All this time, the family’s friend coach in the US, Ramon Veras, never stopped communicating with them. He invited Adam, who has dual citizenship, to take part in the September 2021 US National Team Selection.
He was offered free training camp and accommodation and complete arrangement that was too good to decline. Adam packed his bag for Houston last June and three months after, found himself competing against the best of the best in America.
Fighting in the National Karate Championships Team Trials was no joke, according to Adam, he was not only fighting against the Americans, he fought with men who were also former national players from countries like Dominican Republic, Cuba, Puerto Rico, Russia, Japan, China.
“They happen to be just like me, with dual citizenship and whose dream is to have that American Dream.”
Good thing for the 20-year-old Adam, he competes both in the Kata (forms) and the combat Kumite. He took the bronze in the Juniors Kumite and the silver in the Juniors Elite Kat.
His bronze medal finish in the Kata Seniors Elite Individual category, though, has earned him a slot in the US National Team.
Adam has always been grateful for his deep roots of karate to his Filipino coaches, especially to the Shihan Pochol Veguillas, considered as the Father of the Philippine karate.
“The technique he has inculcated to all my sensei in AAK is impeccable, they just passed it on to us their students. His fatherly figure, tough love, strong heart for this sport and the thirst and strive for perfection made us not settle for being a mediocre, but instead an achiever.”
He also mentioned SEA Games silver medalist sensei Sonny Montalvo, former world champion Karate Pilipinas head coach Shihan Okay Arpa and sensei Veras who made him a complete karate athlete.
Adam’s beginning in the sport was accidental. His mom Pamela, who is also a performing arts teacher said that when Adam was bullied in his grade school, he wanted her son to take up martial arts, initially thinking about taekwondo which was also a famous combat sport at that time.
One day she was walking at a mall looking for medals for her upcoming event, then she accidentally entered an establishment with trophies and medals displayed at the window. What she thought of as a shop that sells trophies and medals turned out to be a dojo, a karate school named the Association for the Advancement of Karatedo.
“Those medals and trophies spoke for them, I knew that my son will get the best training that I was looking for. True enough, yes he did,” said Pamela.
“Just to share, during his first day of class, he said he doesn’t want to go back there because the boys were wearing skirts, he was referring to the Karate Gi.”
For someone who started as young as seven years old, it’s no surprise that Adam will go a long way in his chosen sport.

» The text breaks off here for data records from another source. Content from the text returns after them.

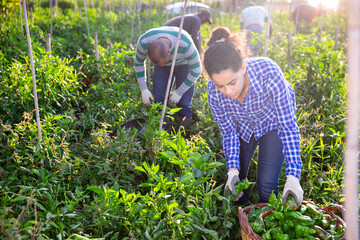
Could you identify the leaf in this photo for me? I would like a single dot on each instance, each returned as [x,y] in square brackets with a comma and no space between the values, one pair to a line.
[141,169]
[212,233]
[95,189]
[197,172]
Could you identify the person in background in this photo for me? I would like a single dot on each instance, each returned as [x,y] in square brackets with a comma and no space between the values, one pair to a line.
[253,105]
[303,16]
[159,44]
[191,24]
[253,19]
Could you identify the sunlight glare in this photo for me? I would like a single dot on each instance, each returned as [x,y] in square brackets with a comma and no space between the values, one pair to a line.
[332,4]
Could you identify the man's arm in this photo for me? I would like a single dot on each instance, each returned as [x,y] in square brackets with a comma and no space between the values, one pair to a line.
[139,63]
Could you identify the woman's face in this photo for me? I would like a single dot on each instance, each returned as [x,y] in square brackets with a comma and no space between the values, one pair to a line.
[230,83]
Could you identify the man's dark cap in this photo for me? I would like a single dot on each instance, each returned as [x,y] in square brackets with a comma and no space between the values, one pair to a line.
[207,15]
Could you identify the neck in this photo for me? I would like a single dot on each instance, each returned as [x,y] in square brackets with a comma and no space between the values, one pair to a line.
[166,40]
[245,89]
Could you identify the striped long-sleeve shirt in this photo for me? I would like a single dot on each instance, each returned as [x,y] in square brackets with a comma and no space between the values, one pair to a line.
[186,54]
[269,104]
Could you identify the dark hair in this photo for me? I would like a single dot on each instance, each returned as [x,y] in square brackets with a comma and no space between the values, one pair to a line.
[225,50]
[157,49]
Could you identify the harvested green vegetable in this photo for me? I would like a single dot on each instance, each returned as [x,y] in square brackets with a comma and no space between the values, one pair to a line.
[279,220]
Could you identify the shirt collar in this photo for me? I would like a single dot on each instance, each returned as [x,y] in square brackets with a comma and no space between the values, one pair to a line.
[254,83]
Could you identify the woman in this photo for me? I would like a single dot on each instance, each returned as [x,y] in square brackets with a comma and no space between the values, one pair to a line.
[254,106]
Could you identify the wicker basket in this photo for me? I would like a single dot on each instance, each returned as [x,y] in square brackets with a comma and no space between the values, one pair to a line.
[246,231]
[248,234]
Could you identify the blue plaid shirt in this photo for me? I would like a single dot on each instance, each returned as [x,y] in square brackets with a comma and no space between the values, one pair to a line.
[268,105]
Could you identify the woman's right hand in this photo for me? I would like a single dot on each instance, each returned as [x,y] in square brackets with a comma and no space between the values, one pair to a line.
[146,96]
[233,178]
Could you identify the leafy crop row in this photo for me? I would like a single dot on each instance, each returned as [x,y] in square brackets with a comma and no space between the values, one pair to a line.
[141,185]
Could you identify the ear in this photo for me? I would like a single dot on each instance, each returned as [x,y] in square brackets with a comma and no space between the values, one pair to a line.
[243,68]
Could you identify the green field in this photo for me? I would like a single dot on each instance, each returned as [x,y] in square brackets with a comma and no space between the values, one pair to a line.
[77,183]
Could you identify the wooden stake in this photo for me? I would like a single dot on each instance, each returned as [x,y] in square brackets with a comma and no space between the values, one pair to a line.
[139,21]
[15,18]
[51,15]
[96,51]
[289,48]
[32,72]
[22,28]
[48,43]
[336,38]
[351,181]
[168,88]
[110,12]
[132,23]
[87,23]
[150,8]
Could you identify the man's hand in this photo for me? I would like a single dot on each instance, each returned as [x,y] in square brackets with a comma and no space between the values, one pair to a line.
[174,97]
[292,186]
[146,96]
[233,178]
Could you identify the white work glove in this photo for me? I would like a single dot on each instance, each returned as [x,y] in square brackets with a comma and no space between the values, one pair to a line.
[233,178]
[174,97]
[292,186]
[146,96]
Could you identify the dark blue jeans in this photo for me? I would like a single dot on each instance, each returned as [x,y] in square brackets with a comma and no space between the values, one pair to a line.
[160,80]
[269,165]
[256,45]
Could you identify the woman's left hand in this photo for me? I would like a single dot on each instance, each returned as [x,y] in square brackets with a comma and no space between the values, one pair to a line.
[292,186]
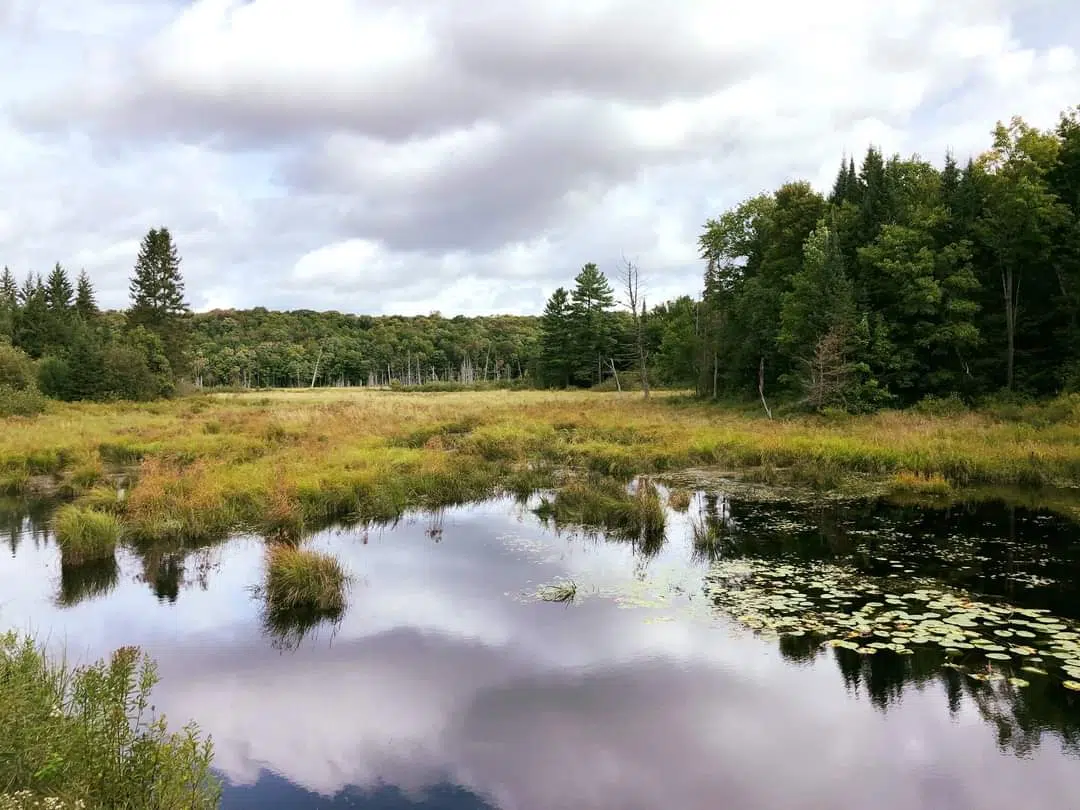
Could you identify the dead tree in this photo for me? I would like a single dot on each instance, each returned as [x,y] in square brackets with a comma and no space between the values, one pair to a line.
[636,304]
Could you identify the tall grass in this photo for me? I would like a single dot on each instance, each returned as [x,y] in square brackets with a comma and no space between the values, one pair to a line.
[301,579]
[86,734]
[607,504]
[84,535]
[285,463]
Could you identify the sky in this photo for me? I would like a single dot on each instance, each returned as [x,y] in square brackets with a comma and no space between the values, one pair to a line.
[470,156]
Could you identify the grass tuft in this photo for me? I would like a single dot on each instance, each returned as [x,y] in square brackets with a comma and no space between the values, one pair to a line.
[563,591]
[301,579]
[84,535]
[679,499]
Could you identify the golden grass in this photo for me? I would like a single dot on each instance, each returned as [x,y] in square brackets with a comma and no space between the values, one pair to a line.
[282,463]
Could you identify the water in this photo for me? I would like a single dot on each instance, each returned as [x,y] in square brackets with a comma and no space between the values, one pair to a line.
[446,686]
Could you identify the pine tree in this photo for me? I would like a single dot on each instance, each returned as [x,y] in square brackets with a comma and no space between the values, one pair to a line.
[9,288]
[85,300]
[556,340]
[591,306]
[59,294]
[157,295]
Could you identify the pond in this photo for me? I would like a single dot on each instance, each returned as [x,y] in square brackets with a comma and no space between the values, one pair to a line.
[688,673]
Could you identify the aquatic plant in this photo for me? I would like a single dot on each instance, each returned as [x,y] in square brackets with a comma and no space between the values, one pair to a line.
[86,734]
[88,581]
[84,535]
[210,470]
[300,579]
[559,591]
[839,607]
[679,499]
[933,484]
[607,504]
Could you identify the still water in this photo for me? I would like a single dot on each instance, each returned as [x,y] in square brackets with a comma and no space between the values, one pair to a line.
[447,685]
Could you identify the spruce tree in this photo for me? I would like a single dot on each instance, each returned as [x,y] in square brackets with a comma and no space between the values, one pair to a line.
[591,306]
[59,294]
[556,340]
[9,288]
[85,300]
[157,295]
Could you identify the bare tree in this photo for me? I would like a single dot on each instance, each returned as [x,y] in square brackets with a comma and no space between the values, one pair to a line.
[636,304]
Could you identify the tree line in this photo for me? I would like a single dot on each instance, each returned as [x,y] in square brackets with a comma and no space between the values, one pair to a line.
[54,338]
[903,281]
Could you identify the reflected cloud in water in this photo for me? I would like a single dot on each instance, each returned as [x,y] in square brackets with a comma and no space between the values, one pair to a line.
[439,676]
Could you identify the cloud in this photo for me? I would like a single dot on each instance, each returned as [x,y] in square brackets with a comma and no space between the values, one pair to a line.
[457,144]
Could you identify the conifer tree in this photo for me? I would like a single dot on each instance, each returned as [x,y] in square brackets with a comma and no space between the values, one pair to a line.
[157,295]
[59,294]
[556,340]
[591,306]
[85,299]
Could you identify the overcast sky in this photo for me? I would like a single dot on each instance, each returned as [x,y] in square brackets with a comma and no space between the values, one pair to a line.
[469,156]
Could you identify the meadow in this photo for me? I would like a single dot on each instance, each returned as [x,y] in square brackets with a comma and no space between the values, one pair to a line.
[282,463]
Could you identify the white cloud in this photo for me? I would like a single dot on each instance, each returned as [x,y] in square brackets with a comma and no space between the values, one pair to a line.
[367,156]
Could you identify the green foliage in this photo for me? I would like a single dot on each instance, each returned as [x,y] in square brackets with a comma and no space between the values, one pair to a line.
[86,734]
[23,402]
[300,579]
[929,282]
[84,535]
[157,295]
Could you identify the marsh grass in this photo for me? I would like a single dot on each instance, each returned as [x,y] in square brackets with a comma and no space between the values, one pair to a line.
[84,535]
[679,499]
[706,537]
[563,591]
[931,485]
[287,462]
[304,580]
[86,733]
[607,504]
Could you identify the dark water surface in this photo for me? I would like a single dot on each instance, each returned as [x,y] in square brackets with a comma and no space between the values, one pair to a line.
[446,686]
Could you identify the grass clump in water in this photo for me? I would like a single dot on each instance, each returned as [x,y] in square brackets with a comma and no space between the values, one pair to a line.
[85,535]
[607,504]
[301,579]
[85,737]
[932,485]
[679,499]
[564,591]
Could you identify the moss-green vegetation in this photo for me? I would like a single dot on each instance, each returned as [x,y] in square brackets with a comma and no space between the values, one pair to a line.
[85,734]
[564,591]
[301,579]
[607,504]
[289,462]
[84,535]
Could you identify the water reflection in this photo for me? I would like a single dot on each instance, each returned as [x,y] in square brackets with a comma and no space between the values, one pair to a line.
[440,688]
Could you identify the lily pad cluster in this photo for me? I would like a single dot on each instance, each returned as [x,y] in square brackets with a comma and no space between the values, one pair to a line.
[844,608]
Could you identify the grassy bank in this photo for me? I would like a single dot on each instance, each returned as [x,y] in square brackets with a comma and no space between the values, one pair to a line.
[84,737]
[286,462]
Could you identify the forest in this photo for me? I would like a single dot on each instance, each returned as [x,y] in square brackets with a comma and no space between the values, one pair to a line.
[904,281]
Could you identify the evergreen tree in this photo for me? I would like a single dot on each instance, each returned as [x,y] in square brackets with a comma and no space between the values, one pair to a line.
[157,295]
[85,299]
[31,322]
[9,305]
[59,294]
[556,341]
[594,337]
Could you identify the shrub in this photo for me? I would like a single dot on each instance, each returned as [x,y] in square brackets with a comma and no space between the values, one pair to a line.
[16,368]
[21,401]
[84,535]
[83,734]
[300,579]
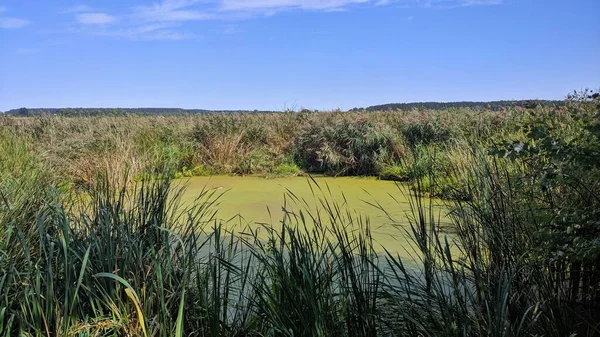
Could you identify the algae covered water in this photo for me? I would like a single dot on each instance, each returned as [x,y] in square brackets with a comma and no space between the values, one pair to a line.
[252,201]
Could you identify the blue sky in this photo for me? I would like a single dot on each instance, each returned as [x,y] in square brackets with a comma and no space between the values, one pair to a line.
[271,54]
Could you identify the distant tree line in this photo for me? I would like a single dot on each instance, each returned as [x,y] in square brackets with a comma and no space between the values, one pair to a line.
[117,111]
[492,105]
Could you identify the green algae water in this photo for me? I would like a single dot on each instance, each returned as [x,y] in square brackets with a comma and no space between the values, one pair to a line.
[248,202]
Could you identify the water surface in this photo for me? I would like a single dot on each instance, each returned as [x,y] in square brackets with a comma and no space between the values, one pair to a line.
[249,201]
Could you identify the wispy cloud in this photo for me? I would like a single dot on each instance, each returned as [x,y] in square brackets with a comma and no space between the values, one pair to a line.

“So the fact that I’m here and part of the (U.S.) national team as well gives me great joy and a sense of accomplishment throughout my years as a student-athlete. I sometimes feel that I am still in a dream, if I am, don’t wake me up.”
What’s next for Adam?
He plans to transfer and pursue his Engineering degree with the Houston University and will compete in the US Open karate in January 2022.
For all his achievements and future feats, Adam said he will always carry the same Filipino warrior spirits because “Ako ay Filipino.”